Yaşamı boyunca, çocukluğumuzdan ölümümüze kadar ezilmiş, horlanmış, yasaklanmış, itilmiş, kakılmış olduğumuz bir eğitim sistemimiz var. Düşünceyi suç sayan, itaatkar, biat eden, üstünden fazla bilmemesi gereken (bilirse dışlanır ve horlanır), izin verildikçe konuşan, müsaade edilenleri yapan, sanata mesafeli, sporu ise birilerinin oluru ile yapmasına izin verilen, sınırı aşınca elindeki imkanları kısıtlanan bir insanı düşünün. Hele hele bir sporcuyu. Bunların daha da beterini Türk Kadın Milli Voleybol takımındaki kardeşlerimiz yaşadı (ikisi için neler denmedi) ve Federasyon başkanı isyan etmişti hatırlayın. Yusuf Dikeç’in verdiği resmi demeçler, geleceğini kurtarma adına kullandığı özel sözcüklerde gizli. Bir de bu tavrı savunmak zorunda bırakılışı var ki, ne desem bilemedim.
“Sükse değil denge!”
- Atış yaparken pozunuz dünya basınında geniş yer buldu. Bu kadar konuşulacağını bekliyor muydunuz?
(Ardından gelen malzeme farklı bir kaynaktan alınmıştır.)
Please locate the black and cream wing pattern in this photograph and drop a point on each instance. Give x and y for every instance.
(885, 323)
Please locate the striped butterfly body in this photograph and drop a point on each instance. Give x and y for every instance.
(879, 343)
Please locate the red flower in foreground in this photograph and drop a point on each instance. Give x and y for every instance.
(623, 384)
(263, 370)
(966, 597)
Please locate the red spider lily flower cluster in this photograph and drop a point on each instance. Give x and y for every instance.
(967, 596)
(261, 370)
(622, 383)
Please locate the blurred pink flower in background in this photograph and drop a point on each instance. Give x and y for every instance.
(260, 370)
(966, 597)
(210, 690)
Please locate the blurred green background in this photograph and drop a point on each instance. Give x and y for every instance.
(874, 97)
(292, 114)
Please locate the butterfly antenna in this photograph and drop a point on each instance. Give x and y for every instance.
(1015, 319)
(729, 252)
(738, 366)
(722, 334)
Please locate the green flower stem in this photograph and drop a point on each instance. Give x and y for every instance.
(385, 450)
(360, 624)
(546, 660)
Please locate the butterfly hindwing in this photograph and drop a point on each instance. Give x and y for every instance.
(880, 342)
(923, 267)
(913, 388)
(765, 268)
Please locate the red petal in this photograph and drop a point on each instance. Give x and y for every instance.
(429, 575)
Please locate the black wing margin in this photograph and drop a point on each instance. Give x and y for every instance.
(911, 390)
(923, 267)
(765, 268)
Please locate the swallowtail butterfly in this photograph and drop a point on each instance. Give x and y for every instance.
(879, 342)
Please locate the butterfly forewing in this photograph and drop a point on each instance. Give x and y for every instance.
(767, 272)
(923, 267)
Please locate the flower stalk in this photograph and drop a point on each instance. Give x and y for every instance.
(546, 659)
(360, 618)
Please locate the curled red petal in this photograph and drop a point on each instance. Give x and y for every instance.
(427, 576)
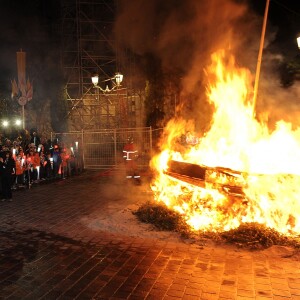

- “Açıkçası bu pozu sükse olsun diye yapmadım. 24 yıldır bu sporu yapıyorum. 5 Dünya, 4 Avrupa şampiyonam var. O yarışmalarda da aynı pozisyonda aynı şekilde atış yaptım. Vücudumu daha stabil ve dengede tutabilmek için elim cebimde atış yapıyorum. Atış pozumun bu kadar konuşulacağını da hiç beklemiyordum. Ben de açıkçası çok şaşırdım. Yurt dışındaki arkadaşlarım da atış pozumun çok konuşulduğunu söyledi. İnanın beklemediğim bir şeydi. Japonya'dan ‘Ülkemizde çok meşhur oldun’ diye mesajlar geliyor. Sırbistan'da da aynı şekilde çok konuşuluyormuşum. Birinci olan Sırp arkadaşım bana mesaj attı, ‘Birinciliği biz aldık ama en çok sen konuşuluyorsun. Altın madalyayı biz mi aldık, siz mi aldınız karıştırılmış gibi’ dedi.”
Türk insanının, baskıya vücut dili ile verdiği yanıt dünyada yankılanırken, futbolcusundan yüzücüsüne hemen her sporcu, bu jesti kendine uygulanmış istenmeyen tavırlar ile özleştiriyor ve dışa vuruyor ise, bu dünya halklarının uyanışı anlamına gelmekte.
Hem de özgürlüğün beşiği Fransa’da ((Liberté, Égalité, Fraternité).).